JAKARTA, 3 MARET 2026 – VNNMedia – Pemerintah melalui Kementerian Ketenagakerjaan resmi menghadirkan Program Pelatihan Vokasi Nasional Tahun 2026 yang menyasar sekitar 70 ribu peserta dari seluruh Indonesia.
Program ini akan dilaksanakan dalam tiga batch pelatihan, dengan kapasitas sekitar 20 ribu peserta setiap batch, dan seluruh rangkaiannya disediakan gratis oleh pemerintah.

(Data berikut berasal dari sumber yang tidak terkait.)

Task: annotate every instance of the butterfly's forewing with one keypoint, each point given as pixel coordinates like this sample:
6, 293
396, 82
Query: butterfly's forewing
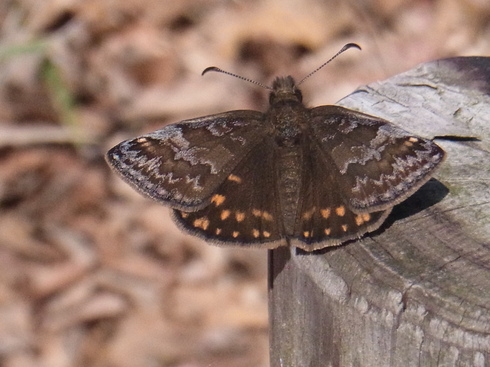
183, 164
324, 216
244, 208
379, 165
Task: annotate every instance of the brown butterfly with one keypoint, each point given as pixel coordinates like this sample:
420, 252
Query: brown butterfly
292, 175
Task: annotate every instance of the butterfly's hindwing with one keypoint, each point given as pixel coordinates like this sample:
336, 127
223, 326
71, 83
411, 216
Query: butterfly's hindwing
184, 163
325, 218
243, 209
380, 164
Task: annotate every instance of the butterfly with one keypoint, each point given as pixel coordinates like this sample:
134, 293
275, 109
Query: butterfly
292, 175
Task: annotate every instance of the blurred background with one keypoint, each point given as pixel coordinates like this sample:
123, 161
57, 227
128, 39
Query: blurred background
93, 274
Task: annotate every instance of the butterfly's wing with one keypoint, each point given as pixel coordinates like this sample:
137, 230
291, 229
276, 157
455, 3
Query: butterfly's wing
379, 164
324, 217
244, 208
183, 164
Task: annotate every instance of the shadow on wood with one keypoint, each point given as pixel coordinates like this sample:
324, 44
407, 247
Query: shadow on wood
416, 292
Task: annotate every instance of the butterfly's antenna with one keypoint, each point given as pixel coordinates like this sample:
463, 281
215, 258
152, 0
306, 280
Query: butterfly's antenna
218, 70
345, 48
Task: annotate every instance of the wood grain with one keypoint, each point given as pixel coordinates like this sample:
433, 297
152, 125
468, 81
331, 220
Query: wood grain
417, 291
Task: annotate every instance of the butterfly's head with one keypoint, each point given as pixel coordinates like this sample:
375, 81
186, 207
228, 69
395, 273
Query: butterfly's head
285, 89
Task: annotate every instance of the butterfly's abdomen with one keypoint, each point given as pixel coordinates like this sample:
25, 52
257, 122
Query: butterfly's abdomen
289, 179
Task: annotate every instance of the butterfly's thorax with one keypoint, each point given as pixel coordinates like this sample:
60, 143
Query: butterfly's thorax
287, 116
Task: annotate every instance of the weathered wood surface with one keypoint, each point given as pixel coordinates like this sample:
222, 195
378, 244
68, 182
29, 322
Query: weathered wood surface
417, 291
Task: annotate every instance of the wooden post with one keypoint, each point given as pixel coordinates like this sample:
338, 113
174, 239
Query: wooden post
417, 291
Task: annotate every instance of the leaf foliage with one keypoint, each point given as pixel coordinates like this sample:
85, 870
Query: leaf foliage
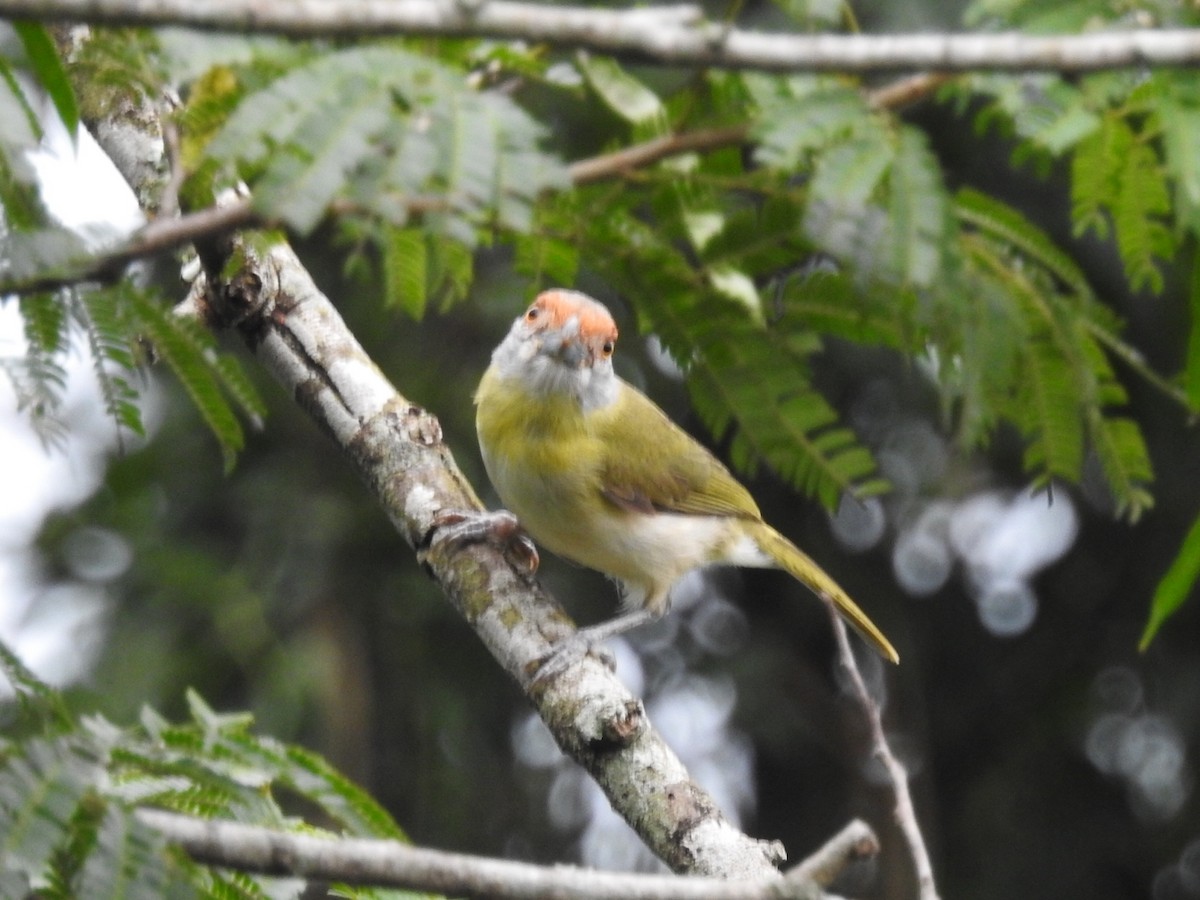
70, 789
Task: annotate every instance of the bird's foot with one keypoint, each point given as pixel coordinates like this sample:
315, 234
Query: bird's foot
499, 528
591, 641
569, 651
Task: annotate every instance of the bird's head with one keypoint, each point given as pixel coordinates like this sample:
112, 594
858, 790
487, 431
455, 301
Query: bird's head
562, 343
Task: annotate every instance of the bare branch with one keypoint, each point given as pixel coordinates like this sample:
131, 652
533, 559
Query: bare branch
157, 237
385, 863
676, 35
904, 813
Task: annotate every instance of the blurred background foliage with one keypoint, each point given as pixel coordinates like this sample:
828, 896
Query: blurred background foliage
1049, 756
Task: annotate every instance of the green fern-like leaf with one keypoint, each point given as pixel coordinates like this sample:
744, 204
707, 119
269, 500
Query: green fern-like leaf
1096, 175
384, 127
126, 862
189, 349
406, 270
109, 337
1144, 238
1006, 223
1048, 409
41, 787
1177, 117
798, 115
1176, 586
918, 221
39, 702
52, 75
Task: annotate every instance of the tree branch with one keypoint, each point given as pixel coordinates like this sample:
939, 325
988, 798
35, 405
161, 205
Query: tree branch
676, 35
168, 233
904, 813
385, 863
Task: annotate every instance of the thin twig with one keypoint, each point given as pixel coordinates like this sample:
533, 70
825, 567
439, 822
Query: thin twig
387, 863
905, 814
598, 168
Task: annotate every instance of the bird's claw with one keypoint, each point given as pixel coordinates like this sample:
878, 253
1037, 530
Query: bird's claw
499, 528
570, 651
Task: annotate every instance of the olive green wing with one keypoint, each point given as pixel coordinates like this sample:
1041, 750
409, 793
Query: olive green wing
651, 465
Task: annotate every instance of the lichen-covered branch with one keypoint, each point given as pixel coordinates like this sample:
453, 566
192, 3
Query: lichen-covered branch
676, 35
383, 863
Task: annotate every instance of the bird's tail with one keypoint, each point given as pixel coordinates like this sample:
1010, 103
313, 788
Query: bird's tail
801, 567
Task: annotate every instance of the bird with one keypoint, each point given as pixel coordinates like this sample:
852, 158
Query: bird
597, 473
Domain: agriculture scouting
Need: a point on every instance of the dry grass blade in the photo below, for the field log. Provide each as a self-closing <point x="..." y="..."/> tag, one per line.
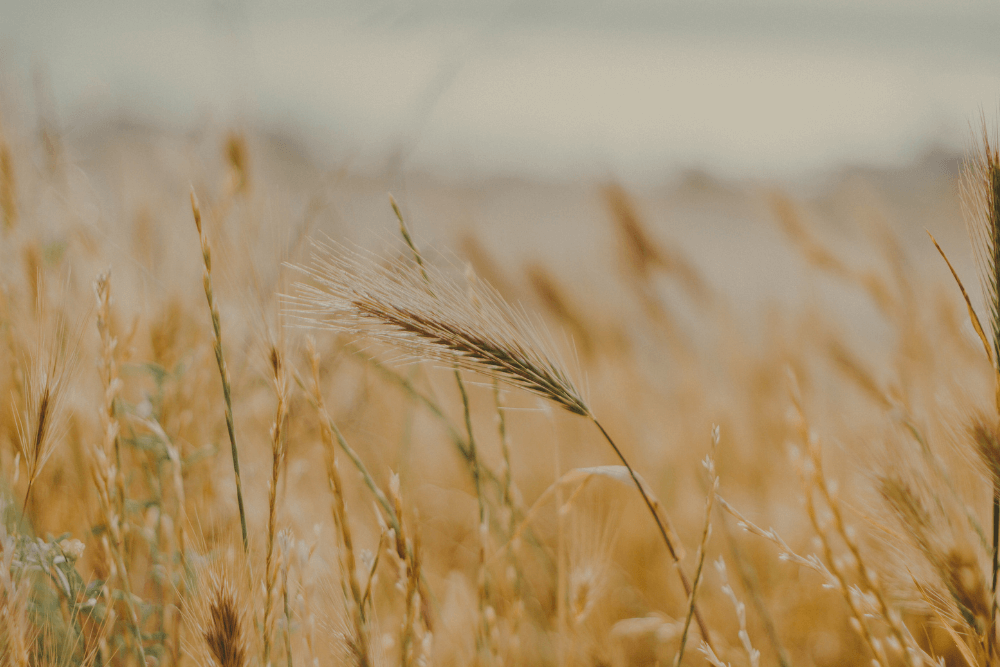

Menteri Koordinator Bidang Perekonomian Airlangga Hartarto menyatakan bahwa pelatihan vokasi ini dirancang untuk meningkatkan kompetensi kerja, produktivitas, kedisiplinan, sikap, serta etos kerja peserta, baik untuk memasuki dunia kerja maupun mengembangkan usaha mandiri.
Program ini juga menjadi bagian dari strategi pemerintah dalam memperkuat kualitas angkatan kerja nasional.
Menurut Airlangga, Pelatihan Vokasi Nasional 2026 disusun dengan mengedepankan prinsip link and match, yakni keselarasan antara materi pelatihan dan kebutuhan dunia usaha serta industri.
Dengan pendekatan tersebut, lulusan pelatihan diharapkan memiliki keterampilan yang relevan dan mampu langsung memenuhi tuntutan pasar kerja yang terus berkembang.
Pelaksanaan program dilakukan secara serentak di 21 Unit Pelaksana Teknis Balai Pelatihan Vokasi dan Produktivitas (BPVP) serta 13 Satuan Pelayanan Kemnaker yang tersebar di berbagai daerah.
Peserta akan mendapatkan fasilitas lengkap berupa pelatihan dan makan siang gratis, bantuan uang transportasi, serta perlindungan Jaminan Kecelakaan Kerja dan Jaminan Kematian melalui BPJS Ketenagakerjaan.
Selain itu, peserta juga memperoleh sertifikat pelatihan dari BPVP dan Sertifikat Kompetensi dari Badan Nasional Sertifikasi Profesi, serta fasilitas asrama sesuai kriteria dan ketersediaan.
Sementara itu, Menteri Ketenagakerjaan Yassierli menjelaskan bahwa program ini terbuka bagi masyarakat berusia minimal 17 tahun yang telah memiliki akun pada platform SIAPkerja.
Khusus untuk Batch 1, pemerintah memberikan prioritas kepada lulusan SMA, SMK, dan MA sederajat tahun 2023 hingga 2025, guna menjawab kebutuhan spesifik pasar kerja sekaligus memastikan program tepat sasaran.
Menaker menambahkan bahwa pemerintah tidak hanya menyediakan Program Pemagangan Nasional bagi lulusan perguruan tinggi, tetapi juga membuka jalur alternatif peningkatan kompetensi bagi lulusan SMA dan SMK agar memiliki peluang kerja yang lebih luas.
Pada Batch 1, pelatihan difokuskan pada sejumlah bidang kejuruan strategis, seperti teknologi informasi dan komunikasi, kewirausahaan, manufaktur, otomotif, pariwisata, dan konstruksi.
Adapun materi pelatihan yang ditawarkan mencakup internet of things, instalasi panel surya, pengelasan, pengoperasian mesin CNC, otomasi industri, kendaraan listrik, cyber security, digital marketing, smart farming, hingga pengolahan pangan industri.
Proses pendaftaran dan seleksi peserta Pelatihan Vokasi Nasional 2026 Batch 1 dapat diakses melalui laman skillhub.kemnaker.go.id.
Registrasi dibuka mulai 23 Februari hingga 6 Maret 2026, dilanjutkan seleksi peserta pada 9–15 Maret 2026, pengumuman hasil seleksi pada 16 Maret 2026, dan kick off pelaksanaan program dijadwalkan pada 1 April 2026.
Melalui program ini, pemerintah berharap dapat mempercepat penyiapan tenaga kerja terampil yang siap diserap industri sekaligus mendorong lahirnya wirausaha baru yang kompeten dan berdaya saing.